Gold prices fall amid profit-taking, liquidity pressures


(MENAFN) Today, Thursday, gold prices saw a decline as investors seized the opportunity to lock in profits following a sustained upward trend in the value of the yellow metal. Additionally, pressure from investment institutions aiming to bolster liquidity contributed to the downward momentum. The spotlight shifted towards forthcoming data on the US economy, with analysts keen to discern clues about the Federal Reserve's future interest rate policies.

In early trading, gold experienced a marginal 0.1 percent decrease to USD2,313.44 per ounce by 0443 GMT, marking the fourth consecutive session of decline. Similarly, US gold futures prices dipped by 0.3 percent to USD2,326.10 per ounce.

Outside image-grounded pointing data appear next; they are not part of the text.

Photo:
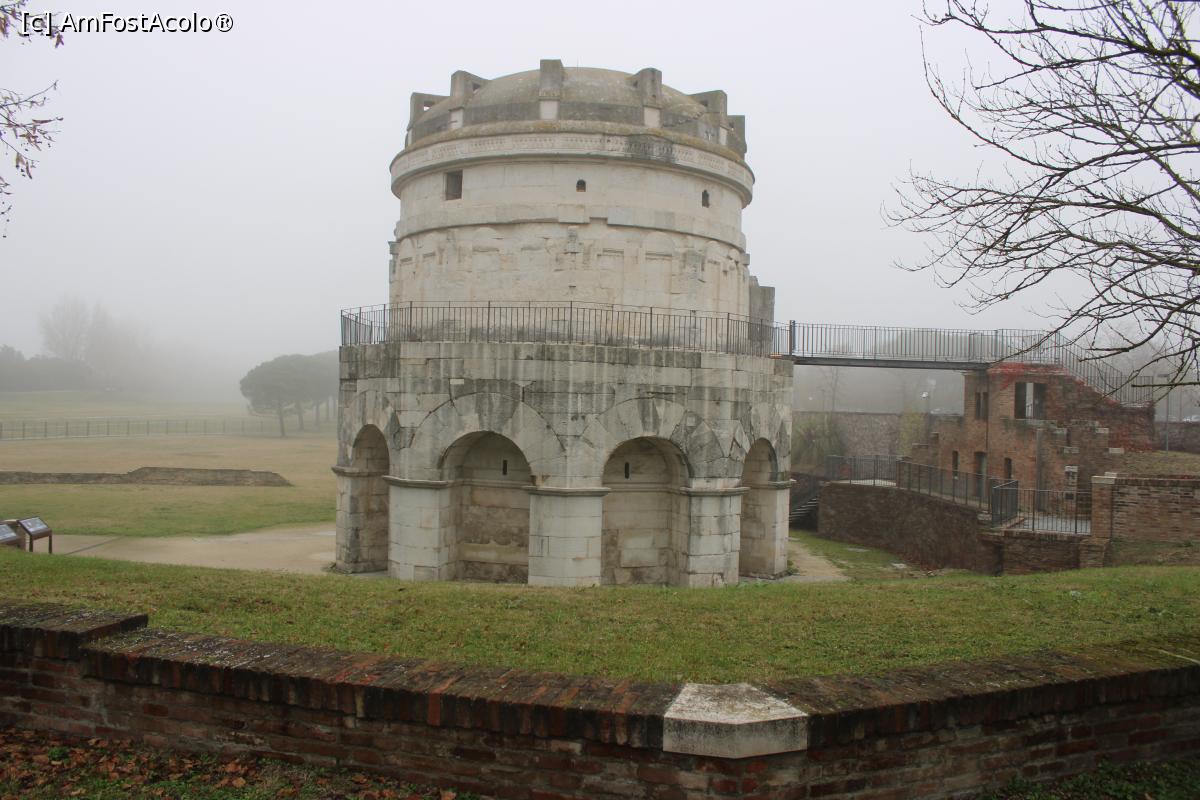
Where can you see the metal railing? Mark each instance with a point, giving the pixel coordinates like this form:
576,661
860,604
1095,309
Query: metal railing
573,323
605,324
1041,510
964,488
862,469
951,346
1008,505
99,427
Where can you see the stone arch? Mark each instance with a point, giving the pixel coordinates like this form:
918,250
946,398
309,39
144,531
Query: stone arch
762,548
645,515
421,457
773,423
487,477
655,419
369,408
361,539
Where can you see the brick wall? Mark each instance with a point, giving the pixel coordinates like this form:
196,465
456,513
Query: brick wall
921,529
1149,519
936,534
1185,437
862,433
1077,428
937,732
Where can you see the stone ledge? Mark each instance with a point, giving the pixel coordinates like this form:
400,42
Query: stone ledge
415,483
59,631
732,721
736,721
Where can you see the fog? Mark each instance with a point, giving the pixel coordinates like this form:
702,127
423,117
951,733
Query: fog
228,193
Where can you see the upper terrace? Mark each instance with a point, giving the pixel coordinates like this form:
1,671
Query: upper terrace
804,343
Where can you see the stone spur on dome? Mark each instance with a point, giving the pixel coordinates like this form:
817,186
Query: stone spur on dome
571,383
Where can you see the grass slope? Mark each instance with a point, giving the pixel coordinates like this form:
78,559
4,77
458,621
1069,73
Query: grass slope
738,633
173,510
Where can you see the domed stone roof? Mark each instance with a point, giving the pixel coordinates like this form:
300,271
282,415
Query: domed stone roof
577,96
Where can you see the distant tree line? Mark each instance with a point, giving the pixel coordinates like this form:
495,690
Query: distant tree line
41,372
84,348
293,384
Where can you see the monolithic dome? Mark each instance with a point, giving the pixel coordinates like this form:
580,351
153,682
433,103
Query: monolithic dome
571,383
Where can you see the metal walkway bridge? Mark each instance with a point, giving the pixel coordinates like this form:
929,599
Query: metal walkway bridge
804,343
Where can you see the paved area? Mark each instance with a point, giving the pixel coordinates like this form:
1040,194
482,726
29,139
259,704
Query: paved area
811,567
307,548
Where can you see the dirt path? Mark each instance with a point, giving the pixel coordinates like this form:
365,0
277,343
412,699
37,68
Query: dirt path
811,567
309,548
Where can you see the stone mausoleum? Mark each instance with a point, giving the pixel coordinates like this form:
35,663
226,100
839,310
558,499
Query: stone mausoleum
571,383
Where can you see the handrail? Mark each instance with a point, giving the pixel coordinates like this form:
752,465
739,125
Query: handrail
647,326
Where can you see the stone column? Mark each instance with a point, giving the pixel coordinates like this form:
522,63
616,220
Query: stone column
564,535
421,533
765,543
1093,551
713,537
361,542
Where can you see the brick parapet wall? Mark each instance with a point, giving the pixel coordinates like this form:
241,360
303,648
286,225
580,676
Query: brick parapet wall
937,732
1180,437
1162,509
924,530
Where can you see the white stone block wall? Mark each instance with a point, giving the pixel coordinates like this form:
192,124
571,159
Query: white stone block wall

Analyst Edward Meir from Marks highlighted that a wave of profit-taking ensued after a string of advances in gold prices, coupled with a subsiding of tensions in the Middle East. This sentiment contributed to a general downturn in gold prices. Since reaching a peak of USD2,431.29 on April 12, the precious metal has retreated by over USD100 and has experienced a three percent decline throughout the week.

Attention now turns to the upcoming meeting of the Federal Reserve's interest rate setting committee scheduled for April 30 and May 1. Preceding this, market participants await the release of first quarter GDP data later today, Thursday, as well as the personal consumption expenditures price index for March tomorrow, Friday.

In tandem with the decline in gold, other precious metals also experienced downward pressure. Silver prices decreased by 0.3 percent in spot transactions to USD27.09 per ounce, while platinum saw a 0.1 percent decline to USD901.60. Furthermore, palladium fell by one percent to USD991, reflecting broader market sentiment amidst the prevailing economic dynamics.